Food

Sardines and Anchovies – Similarities and Differences

Sardines and anchovies are two foods that, at least in America, share a strange combination of fascination, scorn, passion and obscurity. Since you can go years without seeing an anchovy article or a sardine TV show thought I’d spend a little time explaining a bit about them.

Anchovies first. The Mediterranean is the traditional—and generally, still the best—source of anchovies. There is no single “anchovy fish” to be found, but rather a series of aquatic relatives—anywhere from sixteen to upwards of one hundred—that make them recognizable to us as members of the same fishy family. Like any other “crop” the haul is subject to the vagaries of weather. At most a small boat might bring in fifteen tons. Other nights, with high winds, they come in with nothing. A fisherman’s yield can vary from year to year by a factor of ten. All of which contributes to the high cost of anchovies which are often two or three times as expensive as sardines.
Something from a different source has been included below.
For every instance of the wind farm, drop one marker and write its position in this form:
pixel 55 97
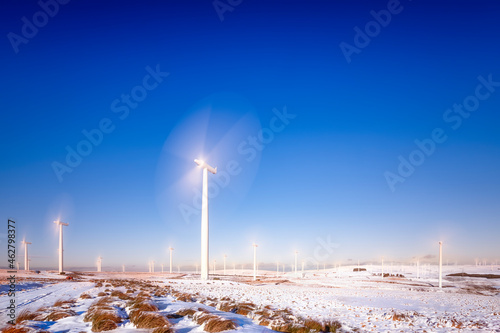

The curing process is comparable to that of aged hams in that it’s basically the anchovy’s own juices that make it happen, with bacterial fermentation playing a bit of a supporting role. For most of human history this salt packing was the way that anchovies were sold. It’s only in the 19th century—with the advent of modern canning—that the industry introduced the idea of filleting and packing in olive oil. Still, even if they are sold in oil like most of ours, they were first cured in salt.

Not so with sardines. Certainly for centuries previous, people were catching, cleaning and salting sardines as others did anchovies. There are still salted sardines to be found. Chuck Prine, a 40 year sardine veteran, gives indirect credit to Napoleon for tinned sardines: “His troops were dying of starvation. He was offering rewards for anyone who could come up with a way to conserve food. A guy named Nicholas Appert took a fried fish, and, if you will put it in glass with olive oil, and sealed it. It lasted 35 or 40 days. That became the first canned sardine.”

Mediterranean sardine producers in Portugal, Spain, and France work with what are known as pilchards. These are fat, very flavorful fish, usually only three, four, or at most five to a can. While France pioneered sardine curing, many consider Portugal to be the best source today.